Hours after Ontario Premier Doug Ford said called for compensation from the federal government for Ontario farmers affected by the freshly-inked NAFTA replacement deal, the federal foreign affairs minister promised support was on the way.

Chrystia Freeland says agriculture industry will receive fair compensation for possible losses up ahead

Doug Ford says the federal government should be on the hook to compensate Ontario industries for the USMCA deal. (David Donnelly/CBC)

Foreign Affairs Minister Chrystia Freeland says farmers will receive compensation from the federal government in the freshly-inked NAFTA replacement deal, called the United States-Mexico-Canada Agreement, or USMCA.

That comes just hours after Ontario Premier Doug Ford began calling for that compensation. 

"[Farmers] need the support of the federal government," Ford said on Monday morning at Queen's Park. 

The new USMCA deal would give American farmers greater access to Canada's dairy industry — a sticking point during negotiations that generated ire from farmers and premiers alike.
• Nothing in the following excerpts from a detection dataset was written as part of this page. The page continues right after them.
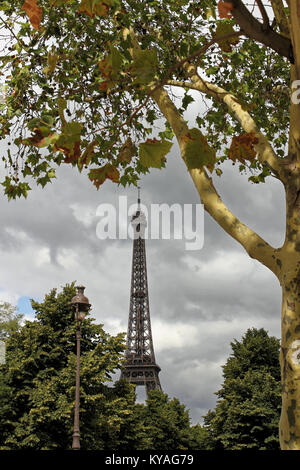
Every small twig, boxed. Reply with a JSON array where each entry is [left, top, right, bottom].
[[256, 0, 270, 31]]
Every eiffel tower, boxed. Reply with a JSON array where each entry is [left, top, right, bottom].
[[120, 188, 161, 395]]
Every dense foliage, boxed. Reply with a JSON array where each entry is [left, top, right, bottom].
[[205, 328, 281, 450], [0, 0, 289, 198], [0, 285, 203, 450]]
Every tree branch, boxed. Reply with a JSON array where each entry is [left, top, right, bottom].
[[271, 0, 290, 38], [168, 72, 281, 179], [256, 0, 270, 31], [152, 84, 279, 276], [230, 0, 294, 63]]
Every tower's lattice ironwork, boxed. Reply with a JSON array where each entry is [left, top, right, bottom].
[[121, 191, 161, 393]]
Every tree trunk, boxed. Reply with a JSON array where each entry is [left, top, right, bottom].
[[279, 178, 300, 450]]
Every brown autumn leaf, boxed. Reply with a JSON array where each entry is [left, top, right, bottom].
[[228, 132, 258, 163], [118, 137, 136, 163], [22, 0, 43, 31], [218, 1, 233, 18]]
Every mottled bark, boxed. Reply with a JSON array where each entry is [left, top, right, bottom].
[[278, 172, 300, 450]]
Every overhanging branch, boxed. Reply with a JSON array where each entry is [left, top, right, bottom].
[[230, 0, 294, 63]]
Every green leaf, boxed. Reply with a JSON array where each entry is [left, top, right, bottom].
[[139, 139, 173, 168], [183, 128, 216, 171], [215, 20, 239, 52], [130, 49, 158, 85]]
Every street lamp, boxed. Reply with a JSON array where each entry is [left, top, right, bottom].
[[71, 286, 91, 450]]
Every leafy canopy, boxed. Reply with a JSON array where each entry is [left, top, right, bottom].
[[204, 328, 281, 450], [0, 0, 288, 199]]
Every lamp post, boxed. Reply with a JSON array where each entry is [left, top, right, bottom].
[[71, 286, 91, 450]]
Significantly, it would dismantle Canada's "Class 7" dairy ingredient pricing strategy, which prices Canadian skim milk low to remove the incentive for dairy processors to use American products.

"I've got a knot in the pit of my stomach," said Caledon, Ont. dairy farmer Peter Armstrong about the loss of Class 7, explaining that he expected it to take a huge slice out of the dairy market. 

Prior to Freeland's statement, Ontario Trade Minister Jim Wilson was fiery, telling the house that "you're darn right we're going to hold the federal government's feet to the fire."

"It's not the Ontario taxpayer that should foot the bill for a federally negotiated agreement," Wilson continued.

Canada had also worked to secure an exemption from steel and aluminum tariffs, but it became clear the Trump administration wasn't budging easily.

Though a source told CBC that Canada's still hoping for those duties to be gone by the time the deal is signed, Ford said Monday that the federal government should "support" those industries as well, along with the Ontario auto industry.

Prime Minister Justin Trudeau spoke with provincial and territorial premiers this morning.